Growing Form 1953

Oscar Cahén, Growing Form, 1953

Oscar Cahén, Growing Form, 1953

Oil on Masonite, 71.12 x 114.5 cm

RBC Corporate Art Collection

By 1953 Oscar Cahén was confidently painting many large abstracts in oil. He participated in ten exhibitions that year alone and eleven more in 1954. Growing Form was included in his first solo show, held at Hart House in Toronto in October 1954 at the invitation of the art committee there.  Conservative critic Hugh Thomson ridiculed the show, calling the paintings “vague” and “screw-ball,” similar to “the work we used to do in kindergarten.

 

Although he was exploring purely formalist problems at the time, Growing Form is typical of Cahén’s ongoing interest in converting recognizable subject matter into emotionally resonant abstracted forms. Like other painters of the period, he was “fascinated” by popular British artist Graham Sutherland (1903–1980), whose thorny organic compositions had been recently shown in Toronto.  But Cahén had not simply adopted a trendy trope. For some time, he had been developing the motif of a barbed, upward-thrusting tall shape, crowned with a bloom of crescents.

 

Art Canada Institute, Graham Sutherland, Thorn Trees, 1945
Graham Sutherland, Thorn Trees, 1945, oil on cardboard, 108.6 x 101 cm, Albright Knox Gallery, Buffalo, New York.
Art Canada Institute, Oscar Cahen, Untitled (405), c. 1952
Oscar Cahén, Untitled (405), c. 1952, monoprint and pastel, 58.4 x 61 cm, The Cahén Archives, Toronto.

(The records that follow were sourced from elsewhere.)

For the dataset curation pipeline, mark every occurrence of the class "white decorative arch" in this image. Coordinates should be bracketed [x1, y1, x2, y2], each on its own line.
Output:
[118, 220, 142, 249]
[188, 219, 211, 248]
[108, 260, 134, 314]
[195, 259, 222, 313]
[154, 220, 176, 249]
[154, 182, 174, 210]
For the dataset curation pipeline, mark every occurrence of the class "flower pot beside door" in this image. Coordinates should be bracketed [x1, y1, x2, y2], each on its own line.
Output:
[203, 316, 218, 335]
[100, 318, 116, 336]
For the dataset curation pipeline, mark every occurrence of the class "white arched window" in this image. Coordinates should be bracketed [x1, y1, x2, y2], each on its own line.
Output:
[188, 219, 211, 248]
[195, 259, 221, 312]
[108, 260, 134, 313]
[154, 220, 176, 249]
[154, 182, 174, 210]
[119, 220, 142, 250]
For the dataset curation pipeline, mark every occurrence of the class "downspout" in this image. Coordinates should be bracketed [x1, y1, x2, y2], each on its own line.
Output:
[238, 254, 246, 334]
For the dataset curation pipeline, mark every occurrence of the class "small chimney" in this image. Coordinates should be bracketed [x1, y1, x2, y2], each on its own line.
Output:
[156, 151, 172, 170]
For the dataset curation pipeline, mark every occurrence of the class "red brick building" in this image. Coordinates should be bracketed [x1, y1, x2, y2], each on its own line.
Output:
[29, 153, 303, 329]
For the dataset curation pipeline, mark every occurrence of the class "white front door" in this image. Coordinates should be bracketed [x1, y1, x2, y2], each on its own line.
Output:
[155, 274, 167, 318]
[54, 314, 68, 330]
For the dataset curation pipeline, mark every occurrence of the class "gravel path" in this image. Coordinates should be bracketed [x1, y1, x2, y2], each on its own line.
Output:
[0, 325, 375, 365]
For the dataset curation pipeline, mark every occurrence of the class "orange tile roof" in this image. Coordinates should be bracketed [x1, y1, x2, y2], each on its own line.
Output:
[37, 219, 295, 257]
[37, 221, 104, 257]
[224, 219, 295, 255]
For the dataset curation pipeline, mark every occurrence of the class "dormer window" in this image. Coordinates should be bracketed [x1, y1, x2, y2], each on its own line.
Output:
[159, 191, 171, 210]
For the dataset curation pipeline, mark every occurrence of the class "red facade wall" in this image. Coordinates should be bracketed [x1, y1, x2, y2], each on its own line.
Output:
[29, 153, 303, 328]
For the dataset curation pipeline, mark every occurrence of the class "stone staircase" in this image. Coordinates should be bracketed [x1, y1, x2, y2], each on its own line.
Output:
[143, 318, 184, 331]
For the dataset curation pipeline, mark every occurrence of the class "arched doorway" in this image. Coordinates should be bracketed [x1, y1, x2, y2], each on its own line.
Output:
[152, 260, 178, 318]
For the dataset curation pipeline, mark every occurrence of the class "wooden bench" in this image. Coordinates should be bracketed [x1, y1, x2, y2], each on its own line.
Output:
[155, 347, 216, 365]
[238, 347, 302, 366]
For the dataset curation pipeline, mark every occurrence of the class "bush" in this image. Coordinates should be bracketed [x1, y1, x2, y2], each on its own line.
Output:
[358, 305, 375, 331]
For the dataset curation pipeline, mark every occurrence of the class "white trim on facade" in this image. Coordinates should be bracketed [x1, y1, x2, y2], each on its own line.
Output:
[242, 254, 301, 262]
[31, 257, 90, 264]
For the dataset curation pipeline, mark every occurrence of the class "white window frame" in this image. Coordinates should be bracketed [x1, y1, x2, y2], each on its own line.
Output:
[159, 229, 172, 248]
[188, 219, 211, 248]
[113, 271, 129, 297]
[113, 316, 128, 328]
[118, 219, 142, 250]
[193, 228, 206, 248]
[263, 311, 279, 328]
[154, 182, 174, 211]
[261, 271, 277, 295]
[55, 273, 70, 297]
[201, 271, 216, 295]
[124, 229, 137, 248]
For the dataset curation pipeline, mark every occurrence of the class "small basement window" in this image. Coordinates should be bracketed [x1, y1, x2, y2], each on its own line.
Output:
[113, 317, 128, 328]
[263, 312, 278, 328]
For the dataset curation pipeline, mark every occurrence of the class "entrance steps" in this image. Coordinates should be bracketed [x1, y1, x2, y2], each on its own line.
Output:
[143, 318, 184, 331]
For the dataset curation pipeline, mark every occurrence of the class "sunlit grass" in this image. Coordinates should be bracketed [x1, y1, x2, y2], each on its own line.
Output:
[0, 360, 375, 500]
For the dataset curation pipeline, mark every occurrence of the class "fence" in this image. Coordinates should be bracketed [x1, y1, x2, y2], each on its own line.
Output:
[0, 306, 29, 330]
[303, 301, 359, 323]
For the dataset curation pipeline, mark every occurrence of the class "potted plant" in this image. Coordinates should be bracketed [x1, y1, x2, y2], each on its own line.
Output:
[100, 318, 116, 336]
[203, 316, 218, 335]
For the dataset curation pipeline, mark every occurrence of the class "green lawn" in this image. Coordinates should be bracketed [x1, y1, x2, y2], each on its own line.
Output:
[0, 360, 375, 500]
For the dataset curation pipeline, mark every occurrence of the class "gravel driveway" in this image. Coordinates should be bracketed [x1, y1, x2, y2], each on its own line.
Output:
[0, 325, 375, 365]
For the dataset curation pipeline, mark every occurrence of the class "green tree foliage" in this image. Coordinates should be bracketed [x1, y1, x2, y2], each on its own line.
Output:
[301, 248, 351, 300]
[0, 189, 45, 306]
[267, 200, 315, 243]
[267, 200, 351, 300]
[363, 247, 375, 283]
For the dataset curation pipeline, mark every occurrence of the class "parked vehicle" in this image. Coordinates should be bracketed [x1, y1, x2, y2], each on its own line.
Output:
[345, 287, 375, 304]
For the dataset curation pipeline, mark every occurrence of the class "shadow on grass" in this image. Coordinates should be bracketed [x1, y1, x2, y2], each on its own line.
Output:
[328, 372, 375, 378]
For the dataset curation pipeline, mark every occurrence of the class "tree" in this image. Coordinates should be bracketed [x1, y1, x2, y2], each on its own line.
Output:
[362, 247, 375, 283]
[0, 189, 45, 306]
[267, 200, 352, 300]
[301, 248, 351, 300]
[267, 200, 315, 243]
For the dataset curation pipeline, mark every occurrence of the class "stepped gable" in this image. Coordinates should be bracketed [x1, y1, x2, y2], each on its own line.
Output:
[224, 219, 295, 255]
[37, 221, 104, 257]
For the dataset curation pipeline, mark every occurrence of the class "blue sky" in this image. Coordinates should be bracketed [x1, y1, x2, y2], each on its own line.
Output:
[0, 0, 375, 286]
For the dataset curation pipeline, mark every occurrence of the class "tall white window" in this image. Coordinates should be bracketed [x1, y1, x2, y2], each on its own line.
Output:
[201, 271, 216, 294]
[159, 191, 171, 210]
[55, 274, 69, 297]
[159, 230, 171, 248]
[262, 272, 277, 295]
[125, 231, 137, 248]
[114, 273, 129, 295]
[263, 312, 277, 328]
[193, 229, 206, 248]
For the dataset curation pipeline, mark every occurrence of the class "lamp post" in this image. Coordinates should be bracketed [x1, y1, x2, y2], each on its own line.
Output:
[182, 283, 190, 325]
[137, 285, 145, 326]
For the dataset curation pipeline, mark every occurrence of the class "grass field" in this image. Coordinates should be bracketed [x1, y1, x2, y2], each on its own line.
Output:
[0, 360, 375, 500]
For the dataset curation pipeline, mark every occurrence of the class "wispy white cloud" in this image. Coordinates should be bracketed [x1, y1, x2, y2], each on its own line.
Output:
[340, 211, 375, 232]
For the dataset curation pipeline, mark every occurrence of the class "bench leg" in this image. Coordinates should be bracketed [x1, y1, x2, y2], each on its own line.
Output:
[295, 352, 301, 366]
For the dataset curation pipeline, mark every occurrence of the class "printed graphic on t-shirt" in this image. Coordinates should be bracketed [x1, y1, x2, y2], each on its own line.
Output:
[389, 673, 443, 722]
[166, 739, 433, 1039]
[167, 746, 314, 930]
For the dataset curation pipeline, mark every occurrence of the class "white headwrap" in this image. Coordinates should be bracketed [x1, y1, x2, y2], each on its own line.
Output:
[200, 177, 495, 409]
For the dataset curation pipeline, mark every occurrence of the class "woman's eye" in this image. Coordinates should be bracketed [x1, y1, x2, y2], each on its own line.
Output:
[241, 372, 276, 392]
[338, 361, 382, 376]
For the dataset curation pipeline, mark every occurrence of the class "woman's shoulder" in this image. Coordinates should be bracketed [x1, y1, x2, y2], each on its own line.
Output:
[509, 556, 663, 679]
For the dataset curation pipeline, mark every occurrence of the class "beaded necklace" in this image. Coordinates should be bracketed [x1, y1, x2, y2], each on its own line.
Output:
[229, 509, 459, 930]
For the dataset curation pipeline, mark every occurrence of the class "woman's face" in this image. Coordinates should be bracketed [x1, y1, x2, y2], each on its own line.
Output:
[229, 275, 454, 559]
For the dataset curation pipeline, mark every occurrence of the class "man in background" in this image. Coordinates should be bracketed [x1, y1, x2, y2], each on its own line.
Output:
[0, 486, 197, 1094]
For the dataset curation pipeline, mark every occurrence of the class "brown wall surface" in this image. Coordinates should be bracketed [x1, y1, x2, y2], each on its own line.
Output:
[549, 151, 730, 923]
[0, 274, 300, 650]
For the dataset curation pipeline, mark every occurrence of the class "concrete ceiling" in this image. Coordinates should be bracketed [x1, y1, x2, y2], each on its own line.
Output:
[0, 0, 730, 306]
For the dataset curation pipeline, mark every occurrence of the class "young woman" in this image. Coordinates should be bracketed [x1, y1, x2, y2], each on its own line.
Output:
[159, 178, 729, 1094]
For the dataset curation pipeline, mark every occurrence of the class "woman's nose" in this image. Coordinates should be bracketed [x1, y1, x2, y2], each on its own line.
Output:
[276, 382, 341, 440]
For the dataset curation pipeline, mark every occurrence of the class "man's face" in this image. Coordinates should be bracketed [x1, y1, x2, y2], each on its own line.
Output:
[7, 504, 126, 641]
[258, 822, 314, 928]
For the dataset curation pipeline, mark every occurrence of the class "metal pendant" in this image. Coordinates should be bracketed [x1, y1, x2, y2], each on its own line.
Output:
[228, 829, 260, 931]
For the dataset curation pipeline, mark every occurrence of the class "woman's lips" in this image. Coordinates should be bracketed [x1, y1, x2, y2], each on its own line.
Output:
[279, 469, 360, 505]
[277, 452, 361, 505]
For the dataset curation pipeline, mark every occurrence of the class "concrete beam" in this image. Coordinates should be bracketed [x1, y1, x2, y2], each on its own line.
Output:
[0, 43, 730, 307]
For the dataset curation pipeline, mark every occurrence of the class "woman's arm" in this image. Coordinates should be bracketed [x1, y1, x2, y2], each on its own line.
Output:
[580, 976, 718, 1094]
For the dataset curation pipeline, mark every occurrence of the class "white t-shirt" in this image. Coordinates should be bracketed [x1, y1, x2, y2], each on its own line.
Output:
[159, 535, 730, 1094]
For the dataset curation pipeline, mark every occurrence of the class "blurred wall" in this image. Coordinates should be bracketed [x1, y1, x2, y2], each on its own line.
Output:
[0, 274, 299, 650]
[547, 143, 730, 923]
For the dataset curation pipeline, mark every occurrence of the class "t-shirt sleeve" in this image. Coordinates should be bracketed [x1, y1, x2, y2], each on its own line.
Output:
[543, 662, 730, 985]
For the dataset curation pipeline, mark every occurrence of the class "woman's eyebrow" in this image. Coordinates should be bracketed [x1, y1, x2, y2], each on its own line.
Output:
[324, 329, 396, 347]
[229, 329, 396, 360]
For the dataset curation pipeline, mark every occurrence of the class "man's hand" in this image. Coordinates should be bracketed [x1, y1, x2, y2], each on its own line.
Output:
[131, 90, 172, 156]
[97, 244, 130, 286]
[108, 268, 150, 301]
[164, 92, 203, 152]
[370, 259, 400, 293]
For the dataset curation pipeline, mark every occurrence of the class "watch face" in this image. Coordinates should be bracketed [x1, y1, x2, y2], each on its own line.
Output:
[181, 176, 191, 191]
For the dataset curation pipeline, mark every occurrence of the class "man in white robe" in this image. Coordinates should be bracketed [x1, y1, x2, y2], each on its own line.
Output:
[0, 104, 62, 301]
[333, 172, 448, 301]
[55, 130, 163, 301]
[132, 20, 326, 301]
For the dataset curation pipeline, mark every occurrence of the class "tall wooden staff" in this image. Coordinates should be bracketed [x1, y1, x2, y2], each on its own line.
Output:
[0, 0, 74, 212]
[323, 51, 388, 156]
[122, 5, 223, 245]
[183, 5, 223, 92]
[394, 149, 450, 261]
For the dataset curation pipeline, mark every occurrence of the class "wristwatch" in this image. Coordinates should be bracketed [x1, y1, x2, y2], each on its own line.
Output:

In a number of illustrations, Cahén depicts thorny roses, and in his personal work he paints them in ink or in oil. In his illustrations he also frequently portrays a grasping hand that stands in for disease, for authorities stealing children, for fate, and other ominous concepts. In drawings he analyzes plants, hands, and heads for essential Cubist forms, as in Untitled (405), c. 1952, which shows a man’s upturned, open-mouthed head emerging from neck and torso, arms raised. These mouths and hands become sharp, curved talons, beaks, and spurs in Cahén’s multiple renditions of crowing and fighting cocks. Reduced to their most pure expressions, at times these subjects appear as simply a stick with a crescent at its end. In a work he captioned “Child Father and Mother,” c. 1952–54, Cahén identified the stick-crescent as the “father.”

 

Growing Form—from its provenance of forms jabbing, seizing, fighting, and crying out—is more than a tree or flower or simple stick and crescent. Rendered in intense reds with complementary teal and defiant black strokes, its florid, virile “growth” surges up like a fist, conveying a sense of challenge, a call to battle, and a recognition that transformation and flourishing growth accompany pain and suffering—that there is no rose without thorns.